1.1. Quick tutorial
The use of the R add-on package rparallel is quite straightforward.
Once you have finished programming and testing your algorithm, to
run it in parallel, you only need to add a few lines as shows the following example:
Original Function:
yourFunctionName <- function( argument1, argument2=NULL )
{
# 1. Initializing Values
internalVar1 <- 0
reduceVar <- NULL
# 2. Start of loop
for(index in 1:nrow(argument1))
{
#Make some calculations
internalVar1 <- someCalculations( argument2 )
tempResult <- someOperations( argument1[ index ], internalVar1 )
reduceVar <- reduceOperation( tempResult, reduceVar )
}
# 3. Finalizing the function
return( reduceVar )
}
Parallelized Function:
yourFunctionName <- function( argument1, argument2=NULL )
{
# 1. Initializing Values
internalVar1 <- 0
reduceVar <- NULL
if( "rparallel" %in% names( getLoadedDLLs()) )
{
runParallel( resultVar="reduceVar", resultOp="reduceOperation" )
}
else
{
# 2. Start of loop
for(index in 1:nrow(argument1))
{
#Make some calculations
internalVar1 <- someCalculations( argument2 )
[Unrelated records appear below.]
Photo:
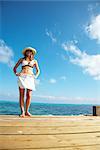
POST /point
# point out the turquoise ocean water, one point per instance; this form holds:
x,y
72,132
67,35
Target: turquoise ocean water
x,y
12,108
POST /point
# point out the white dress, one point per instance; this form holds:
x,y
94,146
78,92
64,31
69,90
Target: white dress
x,y
27,81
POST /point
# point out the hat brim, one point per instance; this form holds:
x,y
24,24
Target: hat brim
x,y
29,48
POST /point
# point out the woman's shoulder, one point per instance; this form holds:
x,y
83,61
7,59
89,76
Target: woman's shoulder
x,y
21,59
35,60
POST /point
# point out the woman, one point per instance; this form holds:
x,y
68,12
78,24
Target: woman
x,y
26,78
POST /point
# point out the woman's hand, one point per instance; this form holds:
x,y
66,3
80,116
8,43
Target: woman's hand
x,y
18,74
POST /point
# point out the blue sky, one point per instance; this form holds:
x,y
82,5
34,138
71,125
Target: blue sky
x,y
66,36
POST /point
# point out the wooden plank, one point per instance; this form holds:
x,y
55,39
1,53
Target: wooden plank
x,y
48,141
52,133
48,130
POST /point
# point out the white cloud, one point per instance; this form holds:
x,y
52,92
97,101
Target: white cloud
x,y
6,54
89,63
93,28
50,34
63,77
52,80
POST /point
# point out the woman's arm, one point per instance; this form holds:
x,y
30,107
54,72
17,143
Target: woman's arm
x,y
17,64
37,69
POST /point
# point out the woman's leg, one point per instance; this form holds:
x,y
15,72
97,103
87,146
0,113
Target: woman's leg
x,y
28,100
21,101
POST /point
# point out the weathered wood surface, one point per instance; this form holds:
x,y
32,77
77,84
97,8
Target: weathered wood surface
x,y
49,133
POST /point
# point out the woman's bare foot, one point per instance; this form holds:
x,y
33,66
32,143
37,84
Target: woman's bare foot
x,y
28,114
22,115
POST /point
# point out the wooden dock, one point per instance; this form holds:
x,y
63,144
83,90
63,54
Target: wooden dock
x,y
49,133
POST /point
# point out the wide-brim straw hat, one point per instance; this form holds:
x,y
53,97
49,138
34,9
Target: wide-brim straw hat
x,y
29,48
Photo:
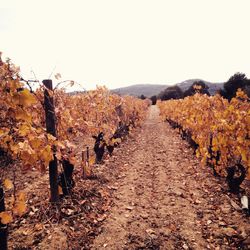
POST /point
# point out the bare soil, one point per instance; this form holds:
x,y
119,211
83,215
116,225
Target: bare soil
x,y
152,194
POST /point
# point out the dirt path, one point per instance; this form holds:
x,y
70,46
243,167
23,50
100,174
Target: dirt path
x,y
165,200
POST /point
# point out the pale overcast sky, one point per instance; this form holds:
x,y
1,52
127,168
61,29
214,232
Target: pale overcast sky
x,y
118,43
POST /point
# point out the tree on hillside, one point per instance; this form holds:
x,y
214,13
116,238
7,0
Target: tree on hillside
x,y
172,92
153,99
238,80
143,97
197,87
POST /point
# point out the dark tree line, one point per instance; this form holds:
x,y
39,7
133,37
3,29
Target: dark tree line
x,y
238,80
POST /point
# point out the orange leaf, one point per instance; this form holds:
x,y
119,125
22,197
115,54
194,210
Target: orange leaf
x,y
6,217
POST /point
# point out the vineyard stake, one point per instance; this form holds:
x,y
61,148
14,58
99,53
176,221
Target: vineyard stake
x,y
3,228
51,129
84,165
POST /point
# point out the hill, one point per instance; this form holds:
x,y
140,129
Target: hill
x,y
149,90
213,87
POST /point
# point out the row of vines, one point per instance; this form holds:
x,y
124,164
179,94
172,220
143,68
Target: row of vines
x,y
218,130
25,131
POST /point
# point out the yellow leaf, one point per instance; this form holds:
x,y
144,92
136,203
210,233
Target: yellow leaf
x,y
23,115
20,206
47,154
24,98
6,217
8,184
60,192
92,160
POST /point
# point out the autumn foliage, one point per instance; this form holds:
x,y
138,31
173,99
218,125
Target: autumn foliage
x,y
22,122
220,129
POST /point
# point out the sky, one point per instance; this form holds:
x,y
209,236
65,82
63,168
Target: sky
x,y
123,42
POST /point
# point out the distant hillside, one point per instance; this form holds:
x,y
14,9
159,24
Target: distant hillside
x,y
149,90
213,87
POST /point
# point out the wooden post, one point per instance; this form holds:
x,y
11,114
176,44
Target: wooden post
x,y
51,129
3,228
84,174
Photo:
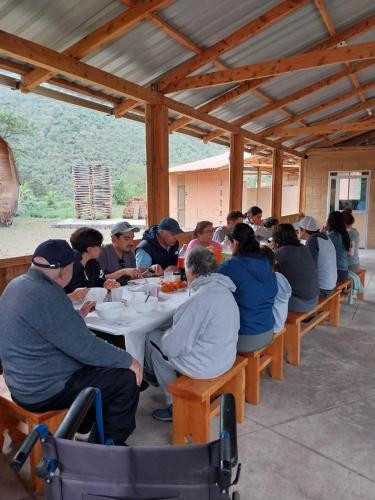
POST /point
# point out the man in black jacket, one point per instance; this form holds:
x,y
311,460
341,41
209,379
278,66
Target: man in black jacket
x,y
159,245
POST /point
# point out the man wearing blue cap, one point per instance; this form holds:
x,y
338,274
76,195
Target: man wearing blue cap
x,y
159,245
48,353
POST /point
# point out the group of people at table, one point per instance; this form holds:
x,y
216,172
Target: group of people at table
x,y
49,355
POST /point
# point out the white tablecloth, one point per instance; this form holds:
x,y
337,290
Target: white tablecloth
x,y
135,326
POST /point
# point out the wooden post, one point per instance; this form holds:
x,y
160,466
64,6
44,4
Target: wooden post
x,y
277,183
302,186
259,183
157,152
236,172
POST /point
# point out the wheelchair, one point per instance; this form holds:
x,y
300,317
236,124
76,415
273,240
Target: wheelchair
x,y
75,470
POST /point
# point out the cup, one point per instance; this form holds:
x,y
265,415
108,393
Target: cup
x,y
116,294
168,275
97,294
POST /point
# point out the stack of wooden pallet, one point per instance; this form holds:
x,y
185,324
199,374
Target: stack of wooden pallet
x,y
92,186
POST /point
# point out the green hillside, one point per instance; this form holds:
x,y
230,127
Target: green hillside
x,y
59,136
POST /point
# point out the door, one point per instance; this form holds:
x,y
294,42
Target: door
x,y
181,205
351,190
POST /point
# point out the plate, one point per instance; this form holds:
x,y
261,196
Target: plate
x,y
144,281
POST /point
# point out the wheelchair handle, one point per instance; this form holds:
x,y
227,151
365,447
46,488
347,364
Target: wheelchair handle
x,y
228,429
39,431
76,413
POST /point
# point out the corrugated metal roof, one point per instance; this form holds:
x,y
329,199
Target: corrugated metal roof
x,y
211,163
145,52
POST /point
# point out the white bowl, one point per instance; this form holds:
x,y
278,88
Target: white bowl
x,y
97,294
141,306
109,310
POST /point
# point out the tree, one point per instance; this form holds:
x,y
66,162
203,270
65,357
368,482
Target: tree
x,y
13,126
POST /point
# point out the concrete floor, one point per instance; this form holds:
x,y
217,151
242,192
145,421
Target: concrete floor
x,y
312,437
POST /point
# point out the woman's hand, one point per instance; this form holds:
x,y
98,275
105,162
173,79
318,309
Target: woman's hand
x,y
135,367
111,283
87,307
132,273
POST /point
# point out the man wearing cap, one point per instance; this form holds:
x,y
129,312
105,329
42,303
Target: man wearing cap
x,y
159,245
48,353
323,253
117,259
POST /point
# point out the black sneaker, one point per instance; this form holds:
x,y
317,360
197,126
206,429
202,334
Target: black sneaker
x,y
164,415
144,385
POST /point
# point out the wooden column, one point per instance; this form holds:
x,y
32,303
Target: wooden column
x,y
157,152
277,183
236,172
302,186
259,183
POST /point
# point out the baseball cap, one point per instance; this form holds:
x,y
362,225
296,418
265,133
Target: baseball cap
x,y
123,227
309,223
57,252
171,225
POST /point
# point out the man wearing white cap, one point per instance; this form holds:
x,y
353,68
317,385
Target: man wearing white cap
x,y
117,259
323,253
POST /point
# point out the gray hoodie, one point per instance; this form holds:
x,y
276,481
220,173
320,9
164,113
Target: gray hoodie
x,y
202,342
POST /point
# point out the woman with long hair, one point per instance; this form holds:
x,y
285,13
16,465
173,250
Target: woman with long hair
x,y
297,265
203,233
336,230
353,257
256,288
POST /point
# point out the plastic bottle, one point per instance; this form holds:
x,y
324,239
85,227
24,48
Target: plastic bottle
x,y
181,262
226,250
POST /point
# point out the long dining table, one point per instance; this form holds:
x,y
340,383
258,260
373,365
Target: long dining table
x,y
134,326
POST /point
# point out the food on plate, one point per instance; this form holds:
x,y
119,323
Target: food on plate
x,y
172,286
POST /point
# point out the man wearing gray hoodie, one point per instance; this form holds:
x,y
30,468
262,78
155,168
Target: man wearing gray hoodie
x,y
202,342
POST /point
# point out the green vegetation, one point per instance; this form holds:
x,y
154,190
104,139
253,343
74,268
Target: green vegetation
x,y
49,137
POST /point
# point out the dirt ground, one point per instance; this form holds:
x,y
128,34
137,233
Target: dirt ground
x,y
26,233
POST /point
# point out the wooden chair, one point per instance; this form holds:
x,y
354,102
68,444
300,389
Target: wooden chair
x,y
296,328
196,402
272,354
20,422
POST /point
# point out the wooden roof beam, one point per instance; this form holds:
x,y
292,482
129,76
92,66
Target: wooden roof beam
x,y
229,42
329,128
33,53
278,129
278,66
295,96
332,31
173,33
101,36
243,88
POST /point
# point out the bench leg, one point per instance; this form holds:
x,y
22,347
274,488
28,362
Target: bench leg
x,y
293,344
237,387
252,391
190,419
334,311
276,351
362,278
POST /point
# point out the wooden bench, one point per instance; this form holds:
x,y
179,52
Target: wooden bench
x,y
196,402
344,286
272,354
296,328
20,422
362,276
tempResult <- someOperations( argument1[ index ], internalVar1 )
reduceVar <- reduceOperation( tempResult, reduceVar )
}
}
# 3. Finalizing the function
return( reduceVar )
}
If you have loaded the library rparallel, every time you run your function,
it will run in parallel!
That's it!!
1.2. The introduced lines, explained.
The added lines materialize the following statement:
"if rparallel has been loaded and there is a loop enclosed, run it in parallel,
otherwise run it without changes"
To implement it, we obviously need an if / else control structure where we enclose
our loop. Therefore, the first line added, just before the loop starts, is an
if statement, with the following content:
if( "rparallel" %in% names( getLoadedDLLs()) )
The above lines checks whether the library has been loaded in R or not.
If so, it is understood that the parallel execution should go on.
It is important to remark that the use of rparallel is optional and must not
force its use to anyone.
Therefore, the original code is kept intact.
In the case the library is loaded, the next added line will be reached by R:
runParallel( resultVar="reduceVar", resultOp="reduceOperation" )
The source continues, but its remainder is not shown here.